Au creux d’une vallée, le jeu des enfants, un mikado avec des os, est interrompu par le son d’une corne. Il annonce le retour de Smilodon, le grand chasseur, le chef de la petite tribu. Sa fille et son fils se réjouissent. Ses épouses, Grouze de Bruyère et Râle de Printemps se précipitent vers l’homme alors que Goana reste plus distante. Cette dernière est la mère de Mumu, comme l’appelle son père qui ajoute La Bâtarde, bien que la fillette déteste ce surnom. Survient Koudou, sorte de chaman, qui rappelle à Smilodon ses obligations religieuses, qu’il doit accomplir les rites sacrés pour la déesse.
Mumu vexée, est partie dans la forêt. Pour échapper aux hyènes, pendant la nuit elle s’est réfugiée dans un arbre. Au matin, son petit frère la retrouve. Il est affolé car un gros danger menace le clan. La fillette décide de tous les prévenir mais elle ne peut se faire entendre des adultes, même par son père trop occupé avec la belle Marmotte Fouisseuse…

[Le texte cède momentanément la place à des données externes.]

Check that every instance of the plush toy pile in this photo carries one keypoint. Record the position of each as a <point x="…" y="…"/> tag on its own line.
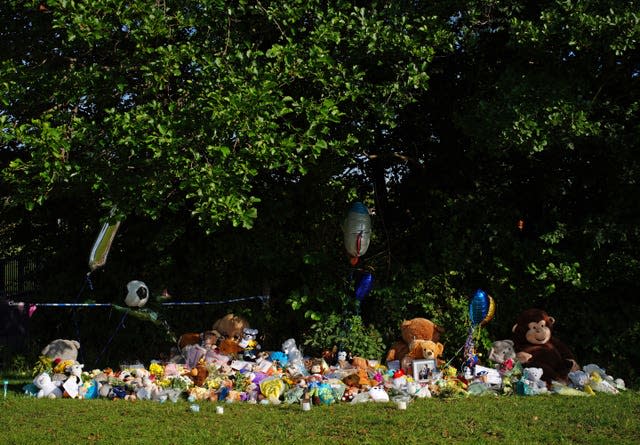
<point x="227" y="364"/>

Des patronymes improbables, des jurons qui utilisent l’existant, composés avec des matières souvent fécales et des animaux repoussants, émaillent les dialogues. L’humour irrévérencieux de Yann fait merveille dans cette époque car il ne recule devant aucune situation pour moquer nos façons de vivre, de se comporter. Il utilise les défauts de nos sociétés qu’il transpose et aménage de façon très amusante.
Il donne à sa petite héroïne la détermination nécessaire pour survivre dans un univers très hostile où les prédateurs de toutes natures sont légions. Mais il la dote, également, d’une candeur et d’une naïveté rafraîchissantes. Il évoque, avec ses personnages, la polygamie, le goût pour la chasse, pour la guerre, pour les beuveries, le chamanisme et les religions naissantes avec, déjà, sans doute, ses intégristes. L’auteur fait du père de Mumu une sorte de benêt, bien bâti certes, mais avec tous les défauts du mâle “dominant”.
Jérôme Lereculey assure un graphisme d’une grande efficacité et d’un beau dynamisme pour illustrer ce monde dont on n’a aucune trace. Les informations sur la faune, sur la flore restent une construction à partir de fragments, d’hypothèses qui se rapprochent certainement de la réalité mais qui restent des probabilités. Il bâtit une belle palette de bestioles à l’aspect peu engageant et offre quelques scènes magnifiques telles que la charge des mammouths, la bataille entre deux clans…
Avec Mumu La Bâtarde, les auteurs proposent un premier tome si attractif qu’on ne peut que souhaiter avoir la suite des aventures de cette délicieuse héroïne très vite.
serge perraud
Yann (scénario), Jérôme Lereculey (dessin) & Usagi (couleurs), Avant – t.01 : Mumu La Bâtarde, Dupuis, mars 2019, 48 p. – 13, 95 €.